This digging spree

By Majid Sheikh

Dawn 20th May, 2006

THE walled city of Lahore over the centuries has evolved its social structure in accordance with the economy its bazaars supported. The unplanned and aggressive merchant classes that run the main bazaars today, are having a devastating effect on the city’s traditional way of life.

Given that successive government after the end of the colonial rule have been weak in maintaining law and order, and increasingly corrupt (one does not need proof of such a dispensation as they spin to new lows), we are witnessing the slow physical destruction of the old city. One merely has to spend a few hours walking through the ancient paths to feel the destruction at work. With it go the city’s traditions, customs, festivals and an entire way of life.

Before partition and its fires befell us,“the old, walled city had well-defined domestic and community territories for ethnic and trade groups”.The physical structures represented the lay of its political power, its social strata, its well-defined class and caste scheme of things. In a way it was like any other ancient city in any part of the world. The streets are structured to increasingly head towards “localised domains of privacy”. The main spines — the guzars — lead to ‘mohallahs’, and on to ‘koochas’ (streets) and on to ‘galis’ (cul-de-sacs). One notices that the relief from such privacy was in open squares or gardens where, invariably, existed mosques, gurdawaras, temples and ‘dharmasalas’. The old city had its own logic.Today that logic is being shred apart and the merchant classes mindlessly rush for more and more warehousing space. Within this lies the tragedy, as well as its solution.

To study a few ‘turn of the century’ structures at one place, one can easily make out just exactly the extent of the threat. A few weeks ago I wrote a brief piece on Lahore’s 14th gateway, the Guzar Khajoor Khuh, between the Lohari and Shahalami gates. It is a blatant violation of the old city’s physical structure, and demonstrates the power of the merchant classes. If we turn to the right from inside Lohari Bazaar on Paapar Mandi Bazaar, we reach Chowk Mati. On the corner is one of the most beautiful ‘turn of the century’ houses known as Haveli Lakhe Shah.

The haveli was built in 1901 by a merchant by the name of Lakhe Shah. In 1940 it was transferred to his son Kashmiri Lal. Following the fires of partition in 1947, Kashmiri Lal migrated to India and in settlement it was claimed by a number of people. My father used to call such people ‘47ers’, the get-rich-quick class of migrants that poured over from India. The ‘claim era’ that gave birth to ‘qabza’ groups has never stopped as a way of life.

Located at the junction of Naya Bazaar, Chowk Mati and Koocha Munj Kuttan, it is feared that this exquisite building may be pulled down as a merchant has applied for permission to dig a basement.

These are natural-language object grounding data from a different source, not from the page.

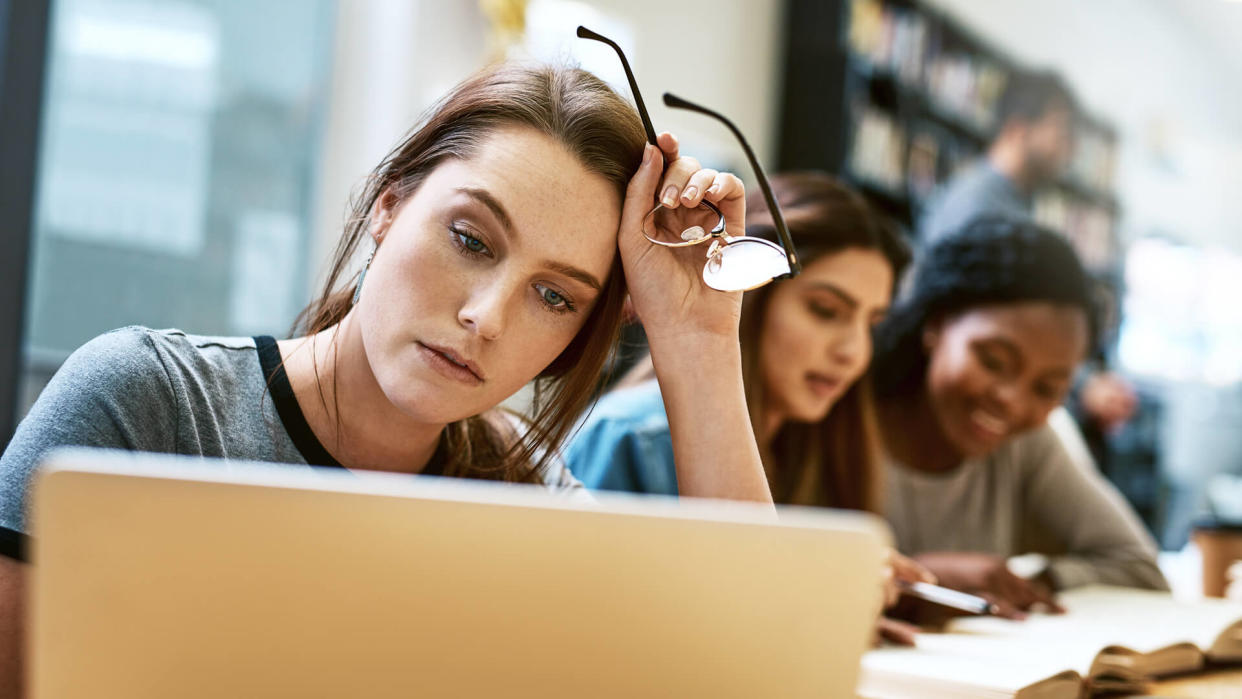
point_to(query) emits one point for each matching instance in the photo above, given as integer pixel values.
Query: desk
(1219, 684)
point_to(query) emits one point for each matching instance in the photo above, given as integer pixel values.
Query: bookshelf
(896, 97)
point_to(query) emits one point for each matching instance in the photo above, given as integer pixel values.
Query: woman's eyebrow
(848, 299)
(497, 209)
(575, 273)
(486, 199)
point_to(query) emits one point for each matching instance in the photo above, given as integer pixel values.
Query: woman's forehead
(1036, 327)
(554, 204)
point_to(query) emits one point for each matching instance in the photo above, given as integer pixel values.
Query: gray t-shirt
(1028, 496)
(167, 391)
(978, 191)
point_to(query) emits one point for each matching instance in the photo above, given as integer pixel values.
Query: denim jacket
(625, 445)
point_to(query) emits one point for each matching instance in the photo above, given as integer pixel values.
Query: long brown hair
(834, 462)
(599, 127)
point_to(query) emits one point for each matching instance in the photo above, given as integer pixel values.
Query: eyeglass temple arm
(583, 32)
(778, 217)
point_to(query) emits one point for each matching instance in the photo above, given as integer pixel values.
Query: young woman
(805, 347)
(968, 368)
(501, 239)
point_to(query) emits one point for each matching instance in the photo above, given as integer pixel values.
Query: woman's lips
(821, 385)
(988, 425)
(448, 364)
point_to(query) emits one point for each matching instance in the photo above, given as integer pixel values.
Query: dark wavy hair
(991, 261)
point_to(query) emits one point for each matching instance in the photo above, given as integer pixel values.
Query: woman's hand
(666, 284)
(692, 329)
(988, 575)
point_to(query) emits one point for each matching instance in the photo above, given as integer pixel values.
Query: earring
(358, 287)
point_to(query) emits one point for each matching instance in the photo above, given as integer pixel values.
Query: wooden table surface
(1219, 684)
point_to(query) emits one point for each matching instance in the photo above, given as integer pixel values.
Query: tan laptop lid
(158, 577)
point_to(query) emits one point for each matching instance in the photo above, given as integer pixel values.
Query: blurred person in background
(969, 365)
(1032, 145)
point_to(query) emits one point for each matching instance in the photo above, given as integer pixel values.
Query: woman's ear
(932, 333)
(381, 215)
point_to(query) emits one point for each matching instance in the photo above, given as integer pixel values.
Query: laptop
(159, 576)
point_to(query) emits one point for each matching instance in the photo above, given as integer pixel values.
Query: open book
(1110, 640)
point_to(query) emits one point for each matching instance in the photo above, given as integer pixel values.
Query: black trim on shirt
(14, 544)
(287, 404)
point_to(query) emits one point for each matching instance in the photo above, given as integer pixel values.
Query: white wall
(1168, 76)
(396, 57)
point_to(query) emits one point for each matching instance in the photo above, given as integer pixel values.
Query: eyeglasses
(734, 263)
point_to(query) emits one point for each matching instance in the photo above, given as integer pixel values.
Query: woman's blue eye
(553, 298)
(467, 242)
(472, 243)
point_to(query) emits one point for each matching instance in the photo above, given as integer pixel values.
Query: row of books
(1086, 222)
(912, 162)
(914, 50)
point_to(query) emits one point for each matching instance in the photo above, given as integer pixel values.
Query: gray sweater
(172, 392)
(1026, 497)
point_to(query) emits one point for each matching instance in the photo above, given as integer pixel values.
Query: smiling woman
(969, 365)
(503, 236)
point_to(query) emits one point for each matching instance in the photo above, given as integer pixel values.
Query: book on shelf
(1110, 640)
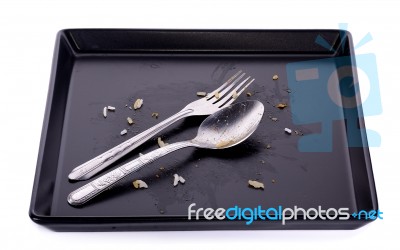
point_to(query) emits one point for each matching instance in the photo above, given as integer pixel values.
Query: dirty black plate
(324, 162)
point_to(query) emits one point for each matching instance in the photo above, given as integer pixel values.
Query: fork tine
(228, 99)
(211, 94)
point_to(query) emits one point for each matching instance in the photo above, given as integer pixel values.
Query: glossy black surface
(97, 68)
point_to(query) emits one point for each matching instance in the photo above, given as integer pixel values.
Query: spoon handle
(104, 182)
(100, 162)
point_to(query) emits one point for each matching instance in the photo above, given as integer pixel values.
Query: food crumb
(298, 132)
(139, 184)
(256, 184)
(201, 93)
(105, 112)
(178, 179)
(130, 120)
(138, 104)
(288, 131)
(281, 106)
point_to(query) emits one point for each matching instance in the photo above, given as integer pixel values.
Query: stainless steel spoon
(223, 129)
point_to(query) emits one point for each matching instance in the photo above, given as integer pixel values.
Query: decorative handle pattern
(97, 186)
(95, 165)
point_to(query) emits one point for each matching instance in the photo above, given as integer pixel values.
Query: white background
(27, 35)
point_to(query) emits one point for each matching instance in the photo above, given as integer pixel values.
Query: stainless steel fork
(212, 102)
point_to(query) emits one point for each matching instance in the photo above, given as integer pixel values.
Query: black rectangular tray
(95, 68)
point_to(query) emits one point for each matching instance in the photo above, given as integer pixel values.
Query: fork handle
(100, 162)
(106, 181)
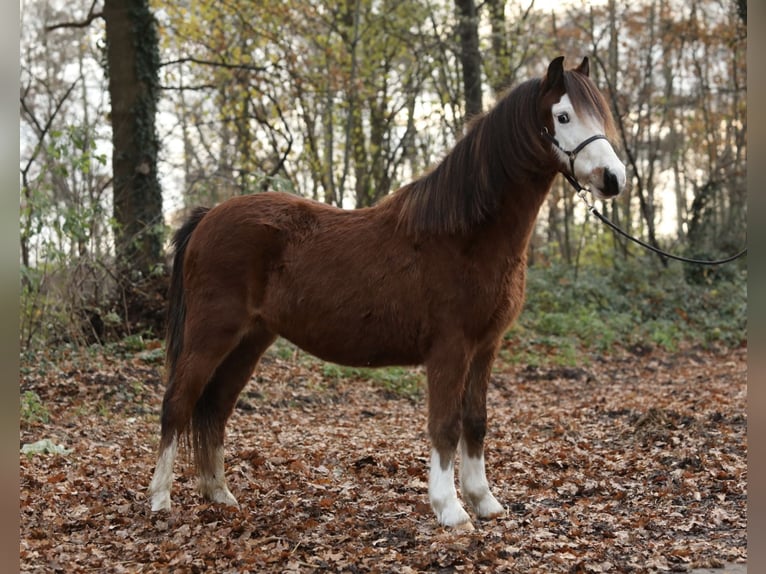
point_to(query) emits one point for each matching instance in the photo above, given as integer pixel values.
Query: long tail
(176, 316)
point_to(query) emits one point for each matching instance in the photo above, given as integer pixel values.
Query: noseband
(572, 155)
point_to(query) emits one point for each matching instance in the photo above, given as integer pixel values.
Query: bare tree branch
(92, 15)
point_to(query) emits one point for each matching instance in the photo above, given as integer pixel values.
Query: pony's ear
(584, 67)
(554, 77)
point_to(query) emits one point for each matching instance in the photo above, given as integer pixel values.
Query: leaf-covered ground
(626, 463)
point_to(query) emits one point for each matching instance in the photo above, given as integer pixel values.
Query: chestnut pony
(433, 275)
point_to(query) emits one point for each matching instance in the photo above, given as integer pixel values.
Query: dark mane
(500, 150)
(466, 187)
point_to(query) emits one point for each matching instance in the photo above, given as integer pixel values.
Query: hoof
(221, 495)
(452, 515)
(160, 501)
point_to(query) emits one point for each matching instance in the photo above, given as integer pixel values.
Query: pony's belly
(365, 352)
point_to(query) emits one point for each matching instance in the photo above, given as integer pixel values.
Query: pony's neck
(500, 165)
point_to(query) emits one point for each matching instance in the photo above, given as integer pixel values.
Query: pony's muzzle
(611, 184)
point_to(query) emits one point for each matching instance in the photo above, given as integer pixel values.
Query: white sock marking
(159, 488)
(213, 487)
(474, 485)
(442, 493)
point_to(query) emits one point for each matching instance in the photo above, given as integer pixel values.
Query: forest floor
(625, 463)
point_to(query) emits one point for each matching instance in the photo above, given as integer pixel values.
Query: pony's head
(577, 123)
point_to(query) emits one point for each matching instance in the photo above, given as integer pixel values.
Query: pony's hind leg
(181, 394)
(193, 368)
(214, 408)
(473, 478)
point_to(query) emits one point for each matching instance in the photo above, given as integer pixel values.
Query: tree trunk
(470, 58)
(133, 64)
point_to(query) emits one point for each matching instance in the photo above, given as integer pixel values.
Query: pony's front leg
(162, 480)
(473, 477)
(445, 385)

This, it seems, he will manage, and it will be a tragic day for the walled city. But why go far. In Sootar Mandi Bazaar at the point where Koocha Maan Singh runs to the back is an exquisite hevali built in 1897. This huge haveli is also being destroyed by the basement mafia. This was another Hindu-owned house that went the settlement route. Its exquisite jharookas are unrivalled in the city. Come a basement and this will, very soon, fall apart.

In Koocha Maan Singh, another three houses are going through the ‘basement’ treatment. So is the case with scores of beautiful ‘turn-of-the century’ houses, all with considerable architectural value. If we were to take a walk from Lohari Gate right up to Chowk Chanda, it is painful to see the condition of dozens of beautiful houses, all over 100 years old. The merchant classes, as they expand from the Shahalami westward, are slowly devouring the very essence of the old, walled city. Already the old Bazaar Kharrak Singh, now known by the pious name of Chowk Bukhari (why, one can never fathom), has become a mini-Shahalami Chowk.

The question really is, can the government — local, city, provincial or federal — do anything about this state of affairs? My own assessment of conditions is that they are not interested. The current rulers of Lahore belong, firstly, to a tradition stretching from Gujrat to Sheikhupura. As such, history does not bite with them. Secondly, the new rulers are now basically merchant in class structure, and when, as Machiavelli says in The Prince, when traders become princes, all they can do is sell the state. That process is well in place. Only the people of Lahore can save their own city, new and old, for both have no demarcation lines between the trade and residential areas. It’s simple. No law means no order.